Homogenization. This course is an introduction to homogenization theory with a view on multiscale modelling and numerical simulation. Mathematically, homogenization can be defined as a theory for averaging partial differential equations.
- Mathematical problems in elasticity and homogenization (1992, в соавт.) Homogenization of differential operators and integral functionals (1994, в соавт.).
- This course is an introduction to homogenization theory with a view on OLEINIK O., Homogenization of differential operators and integral functionals, Springer.
- Homogenization of Differential Operators and Integral Functionals [V.V. Jikov, S.M. Kozlov, O.A. Oleinik, G.A. Yosifian] on Amazon.com. *FREE* shipping on.
- Homogenization of differential operators and integral functionals. — Springer- Verlag Some asymptotic problems of the theory of partial differential equations.
An Introduction to Homogenization and G-convergence, School on Homogenization of Differential Operators and Integral Functionals.
It has many potential applications, including the derivation of effective properties for heterogeneous media, the rigorous definition of composite materials, the macroscopic modelling of microscopic systems and the design of multiscale numerical algorithms. We shall illustrate these issues by considering various examples from continuum mechanics, physics or porous media engineering. We first deal with the homogenization of periodic structures by the method of two-scale asymptotic expansions which will be rigorously justified by the notion of two-scale convergence. We shall discuss issues related to correctors, boundary layers, error estimates as well as some generalizations to the non-periodic case. We then use this periodic homogenization theory as a modelling tool for deriving macroscopic models for heterogeneous media.
Finally we introduce so-called multiscale finite element methods for performing numerical homogenization. Schedule (Thursday from 15H45 to 17H45 at the lecture room of CMAP).
Classes by G. Allaire on September 26, October 10, 17, 24 and 31, November 7, December 5. Two-scale asymptotic expansions for a diffusion equation. Two-scale convergence. Derivation of Darcy's law by homogenization of Stokes equations in a porous media.
Homogenization of a nonlinear convex energy. Homogenization of convection-diffusion equations and two-scale asymptotic expansions with drift. Classes by F. Alouges on October 3, November 14, 21 and 28, December 12 and 19. Numerical analysis of the homogenization method. Multiscale finite element methods.

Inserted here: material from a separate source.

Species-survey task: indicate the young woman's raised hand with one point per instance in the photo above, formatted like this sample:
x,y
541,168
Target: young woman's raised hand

Homogenization of micromagnetic model. ALLAIRE G.
Shape optimization by the homogenization method, Springer Verlag, New York (2002). BAKHVALOV N. PANASENKO G. Homogenization. averaging processes in periodic media, Mathematics and its applications, vol. 36, Kluwer Academic Publishers, Dordrecht (1990). BENSOUSSAN A.
LIONS J. PAPANICOLAOU G. Asymptotic analysis for periodic structures, North-Holland, Amsterdam (1978). CIORANESCU D.
DONATO P. An introduction to homogenization, Oxford Lecture Series in Mathematics and Applications 17, Oxford (1999).
JIKOV V. KOZLOV S. OLEINIK O.
Homogenization of differential operators and integral functionals, Springer, Berlin, (1995). TARTAR, L.
The general theory of homogenization. A personalized introduction. Lecture Notes of the Unione Matematica Italiana, 7. Springer-Verlag, Berlin; UMI, Bologna (2009). Some lecture notes partly covering the topic of the course:.